Decentralized EMBs therefore require new and intensified cooperation and support between their different levels. There may also be a need to mitigate misgivings or hostility regarding national-level oversight in local affairs. In such a decentralized context, a key role of interagency collaboration is often coordination and trust building between local election administrations and a range of statelevel agencies, from the national EMB to security agencies.

3.4. Cooperation with non-state agencies

The private sector, which includes election-related technology and telecom providers as well as risk analysts, is an important collaboration partner for most EMBs to secure technology, conduct security audits, and propose and support the implementation of countermeasures. Some countries include utility providers in their interagency collaboration process in order to minimize the risk of service interruptions around election day.

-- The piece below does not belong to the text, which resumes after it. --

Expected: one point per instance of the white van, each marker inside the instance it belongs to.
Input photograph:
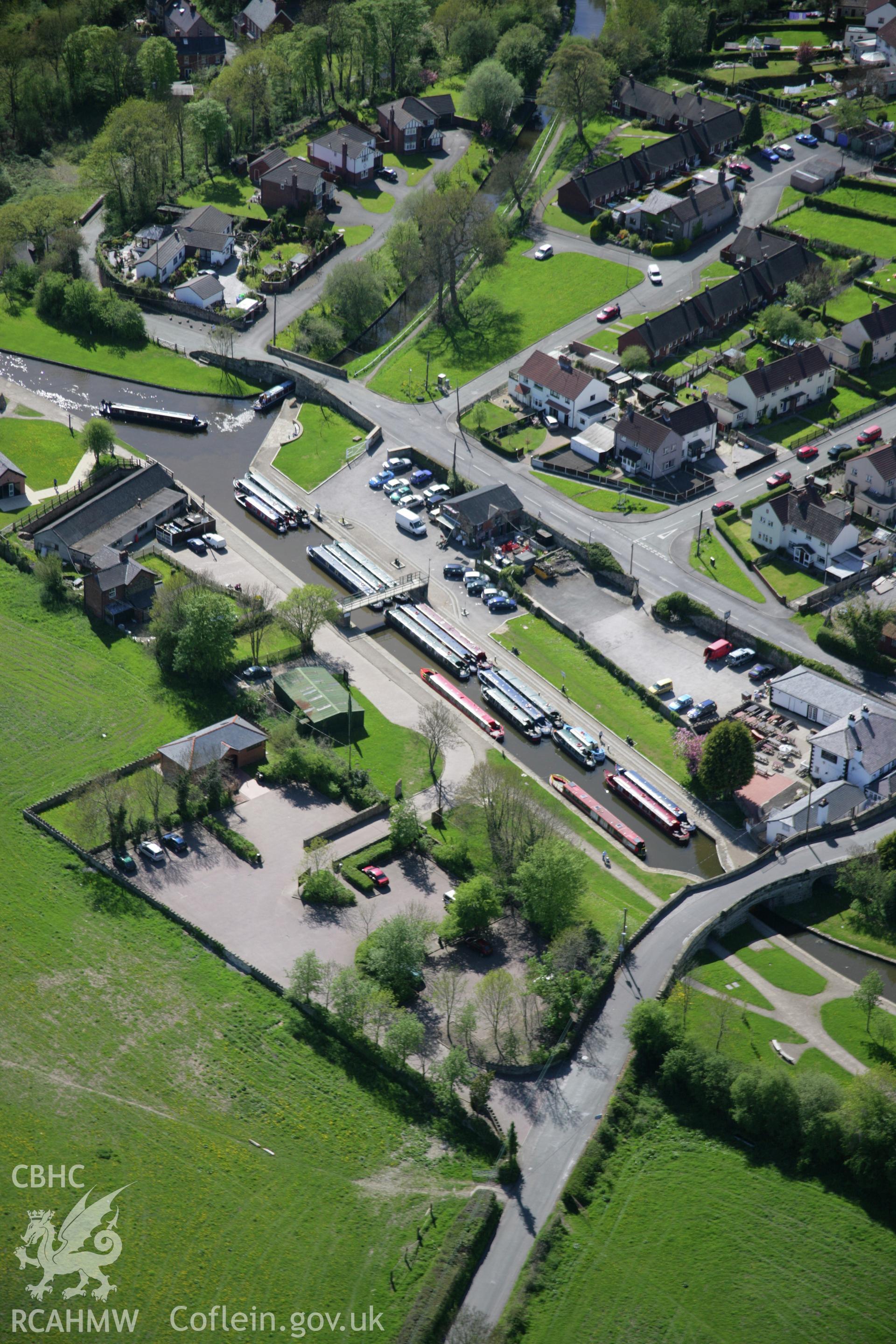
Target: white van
(407, 522)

Contacts with media outlets—and increasingly social media providers—are important to ensure that communication plans can be executed even during an attack. The case study interviews conducted for this publication revealed that the level of cooperation with social media providers varies greatly between countries. Some EMBs largely refrain from social media activities, while others, such as Mexico, have formal memoranda of understanding in place. Currently, the ability and willingness to cooperate with social media providers varies among larger countries with well-established cooperation and services, and is unavailable in smaller countries or less important markets.

Political parties and candidates are targeted in election hacking attacks not only due to their perceived value as a target, but also because they are often the weakest link of all electoral stakeholders. This is especially true where there are a large number of parties, and insufficient resources to invest in technology security. The degree to which it is possible and appropriate for an EMB or other state agency to provide cyber-related advice to political parties varies greatly between countries. However, it is recommended to inform parties of the potential havoc of cyberattacks alongside the scope of support that EMBs and other agencies can offer in the event of such attacks. When political parties receive privileged access to election data, such as voter lists or preliminary results, this also indicates a need for related instructions and conditions on how to protect this data.

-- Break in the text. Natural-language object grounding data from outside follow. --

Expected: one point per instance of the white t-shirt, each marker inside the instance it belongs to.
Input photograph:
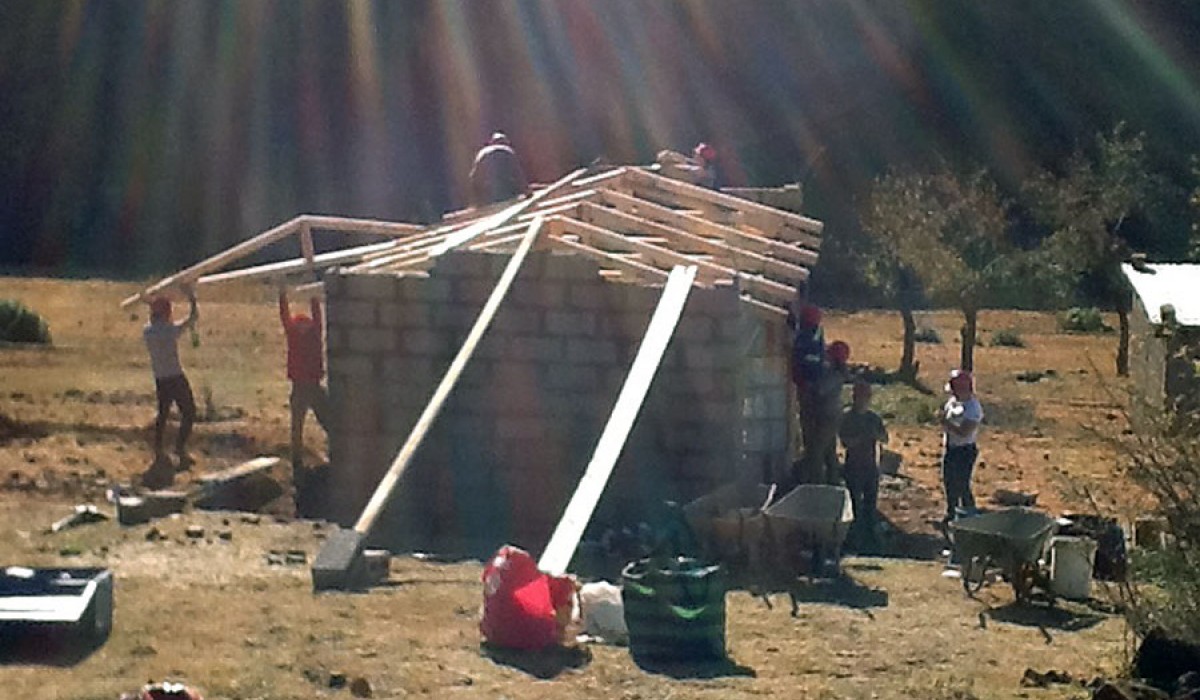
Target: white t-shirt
(162, 341)
(959, 412)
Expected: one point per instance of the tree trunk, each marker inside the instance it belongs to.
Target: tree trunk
(1123, 342)
(907, 369)
(969, 333)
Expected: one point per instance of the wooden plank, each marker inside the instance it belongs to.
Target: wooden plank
(773, 221)
(351, 255)
(737, 258)
(562, 545)
(388, 484)
(367, 226)
(697, 226)
(665, 256)
(219, 261)
(503, 216)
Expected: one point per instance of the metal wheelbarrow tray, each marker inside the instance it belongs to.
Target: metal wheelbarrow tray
(1012, 539)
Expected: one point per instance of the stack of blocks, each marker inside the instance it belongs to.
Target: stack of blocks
(514, 437)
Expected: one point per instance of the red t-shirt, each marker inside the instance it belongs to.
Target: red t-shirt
(305, 362)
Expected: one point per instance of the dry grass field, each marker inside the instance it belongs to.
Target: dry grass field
(215, 612)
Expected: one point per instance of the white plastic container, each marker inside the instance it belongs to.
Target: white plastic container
(1071, 566)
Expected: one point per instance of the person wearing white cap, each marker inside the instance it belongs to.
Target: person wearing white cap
(497, 175)
(960, 420)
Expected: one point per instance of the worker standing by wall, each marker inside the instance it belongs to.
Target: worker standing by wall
(161, 335)
(306, 369)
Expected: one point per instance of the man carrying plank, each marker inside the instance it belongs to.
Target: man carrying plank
(306, 369)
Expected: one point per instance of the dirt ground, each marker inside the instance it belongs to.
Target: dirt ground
(217, 612)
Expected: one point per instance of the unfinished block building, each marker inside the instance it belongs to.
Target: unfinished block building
(508, 448)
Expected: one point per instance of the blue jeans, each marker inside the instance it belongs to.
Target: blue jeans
(958, 464)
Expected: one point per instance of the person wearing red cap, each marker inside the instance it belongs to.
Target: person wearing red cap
(960, 420)
(306, 369)
(161, 335)
(497, 175)
(862, 431)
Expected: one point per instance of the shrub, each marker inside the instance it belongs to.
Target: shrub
(1165, 591)
(928, 334)
(1083, 319)
(18, 323)
(1007, 337)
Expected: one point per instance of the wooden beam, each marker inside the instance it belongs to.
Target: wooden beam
(697, 226)
(639, 270)
(219, 261)
(738, 258)
(268, 270)
(664, 256)
(388, 484)
(558, 552)
(367, 226)
(772, 221)
(503, 216)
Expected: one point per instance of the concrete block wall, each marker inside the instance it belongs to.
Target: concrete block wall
(516, 434)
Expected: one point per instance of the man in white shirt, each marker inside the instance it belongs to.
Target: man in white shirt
(960, 420)
(161, 335)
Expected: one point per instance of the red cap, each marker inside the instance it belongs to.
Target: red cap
(810, 316)
(861, 390)
(838, 352)
(160, 307)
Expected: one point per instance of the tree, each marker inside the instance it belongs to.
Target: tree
(1087, 208)
(949, 231)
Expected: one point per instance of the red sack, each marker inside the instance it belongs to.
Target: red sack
(522, 605)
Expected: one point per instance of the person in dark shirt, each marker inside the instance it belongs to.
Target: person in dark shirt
(496, 174)
(862, 432)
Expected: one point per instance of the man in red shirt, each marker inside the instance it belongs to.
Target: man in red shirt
(306, 369)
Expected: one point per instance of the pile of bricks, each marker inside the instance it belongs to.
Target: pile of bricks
(517, 431)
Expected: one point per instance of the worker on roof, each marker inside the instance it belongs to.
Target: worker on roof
(699, 169)
(496, 174)
(306, 370)
(822, 406)
(161, 335)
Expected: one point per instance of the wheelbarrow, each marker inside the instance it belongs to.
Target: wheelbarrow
(1012, 540)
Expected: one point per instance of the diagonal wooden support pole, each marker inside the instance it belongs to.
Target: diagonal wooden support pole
(579, 512)
(339, 561)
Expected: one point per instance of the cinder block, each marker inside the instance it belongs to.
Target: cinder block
(372, 340)
(562, 376)
(430, 289)
(695, 328)
(370, 287)
(351, 365)
(538, 293)
(535, 348)
(353, 313)
(517, 321)
(425, 341)
(570, 323)
(591, 352)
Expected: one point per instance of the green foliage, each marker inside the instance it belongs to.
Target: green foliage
(1083, 319)
(18, 323)
(1164, 459)
(949, 229)
(1007, 337)
(928, 334)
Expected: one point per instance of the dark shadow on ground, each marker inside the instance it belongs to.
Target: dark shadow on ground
(1044, 616)
(684, 669)
(544, 664)
(45, 646)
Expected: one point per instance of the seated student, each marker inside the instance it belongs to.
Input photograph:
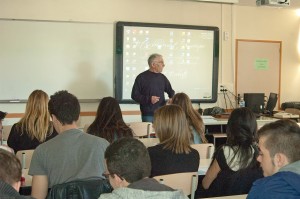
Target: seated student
(279, 158)
(128, 170)
(109, 123)
(174, 153)
(35, 126)
(2, 146)
(72, 155)
(193, 117)
(234, 167)
(10, 176)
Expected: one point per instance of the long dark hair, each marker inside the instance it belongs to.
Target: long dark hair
(241, 135)
(109, 123)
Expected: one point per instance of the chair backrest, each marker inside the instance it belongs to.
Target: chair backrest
(86, 126)
(141, 129)
(205, 150)
(25, 157)
(5, 132)
(187, 182)
(149, 141)
(81, 189)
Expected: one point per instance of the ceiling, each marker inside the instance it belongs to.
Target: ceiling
(294, 3)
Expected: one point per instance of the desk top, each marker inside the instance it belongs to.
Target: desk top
(209, 120)
(230, 197)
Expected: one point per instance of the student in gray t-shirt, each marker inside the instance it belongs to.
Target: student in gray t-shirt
(71, 155)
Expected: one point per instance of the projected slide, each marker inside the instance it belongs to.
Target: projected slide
(188, 52)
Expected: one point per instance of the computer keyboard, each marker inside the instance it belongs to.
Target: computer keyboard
(286, 105)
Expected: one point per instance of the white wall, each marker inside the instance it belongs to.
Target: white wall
(241, 22)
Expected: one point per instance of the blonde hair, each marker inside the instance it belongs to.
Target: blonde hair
(172, 129)
(193, 117)
(36, 120)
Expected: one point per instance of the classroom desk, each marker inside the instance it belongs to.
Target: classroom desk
(211, 121)
(230, 197)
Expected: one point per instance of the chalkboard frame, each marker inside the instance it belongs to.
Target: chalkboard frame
(118, 69)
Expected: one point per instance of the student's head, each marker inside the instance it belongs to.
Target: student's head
(156, 63)
(36, 120)
(10, 169)
(279, 145)
(127, 161)
(109, 123)
(37, 105)
(109, 111)
(172, 129)
(65, 107)
(241, 127)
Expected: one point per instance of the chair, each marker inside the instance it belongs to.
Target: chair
(187, 182)
(205, 150)
(80, 189)
(141, 129)
(148, 142)
(25, 157)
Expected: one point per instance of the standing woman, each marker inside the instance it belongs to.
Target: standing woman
(109, 123)
(195, 121)
(234, 166)
(173, 154)
(35, 126)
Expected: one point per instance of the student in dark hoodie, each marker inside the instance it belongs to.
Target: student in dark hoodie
(279, 158)
(128, 170)
(10, 176)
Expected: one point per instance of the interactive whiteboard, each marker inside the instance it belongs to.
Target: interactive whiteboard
(190, 54)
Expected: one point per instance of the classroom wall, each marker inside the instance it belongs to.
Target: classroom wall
(241, 22)
(266, 23)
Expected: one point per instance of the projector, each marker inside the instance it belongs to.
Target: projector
(275, 3)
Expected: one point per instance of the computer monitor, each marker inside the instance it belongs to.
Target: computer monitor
(255, 101)
(271, 103)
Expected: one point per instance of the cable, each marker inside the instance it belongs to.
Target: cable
(225, 99)
(229, 100)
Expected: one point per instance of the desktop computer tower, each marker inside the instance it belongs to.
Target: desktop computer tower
(255, 102)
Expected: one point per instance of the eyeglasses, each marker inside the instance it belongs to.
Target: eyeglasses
(106, 175)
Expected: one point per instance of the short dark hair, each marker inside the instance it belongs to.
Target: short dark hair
(282, 136)
(152, 58)
(10, 169)
(64, 106)
(129, 159)
(109, 122)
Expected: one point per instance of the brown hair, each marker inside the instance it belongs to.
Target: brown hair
(10, 169)
(192, 115)
(36, 120)
(172, 128)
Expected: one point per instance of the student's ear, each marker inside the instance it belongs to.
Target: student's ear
(280, 160)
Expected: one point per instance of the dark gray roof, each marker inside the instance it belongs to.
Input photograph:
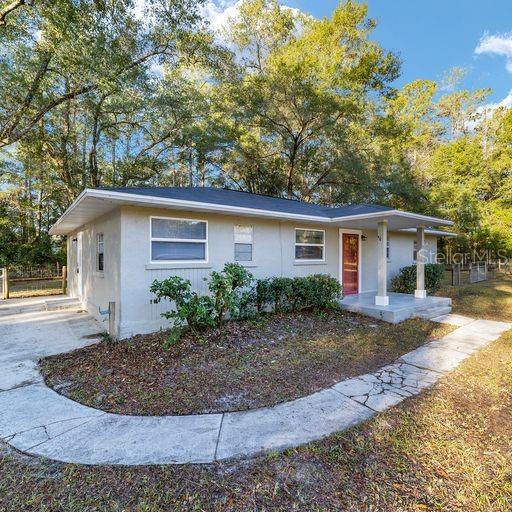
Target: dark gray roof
(247, 200)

Academia plays an important role in electoral cybersecurity. For instance, technology experts or hacktivists may warn stakeholders of the danger of not taking ICT security in elections seriously. These academics and others provide a wide range of input including suggestions on how to improve systems and publicly demonstrating genuine vulnerabilities in the current electoral setup, both technological and integral. Building a constructive relationship with such experts, provided their intentions and modes of operation are transparent, can help improve systems and lower the risks of negative publicity. Some academic institutions have initiated cybersecurity-related collaboration with electoral administrators and support electoral stakeholders based on their research. For instance, Harvard Kennedy School’s Belfer Center for Science and International Affairs (2018a, 2018b) created The Cybersecurity Campaign Playbook. Likewise, the annual US-based hackers conference DefCon has focused on electoral cybersecurity and produced the Voting Machine Hacking Village Report on Cyber Vulnerabilities in the U.S. (DefCon 2017; DefCon 2018). In Latin American countries such as Mexico and Venezuela, academic institutions serve on an independent election technology review and audit body that facilitates technology improvement and strengthens public trust. Finally, in Indonesia, academics play an important role in developing election-related technology.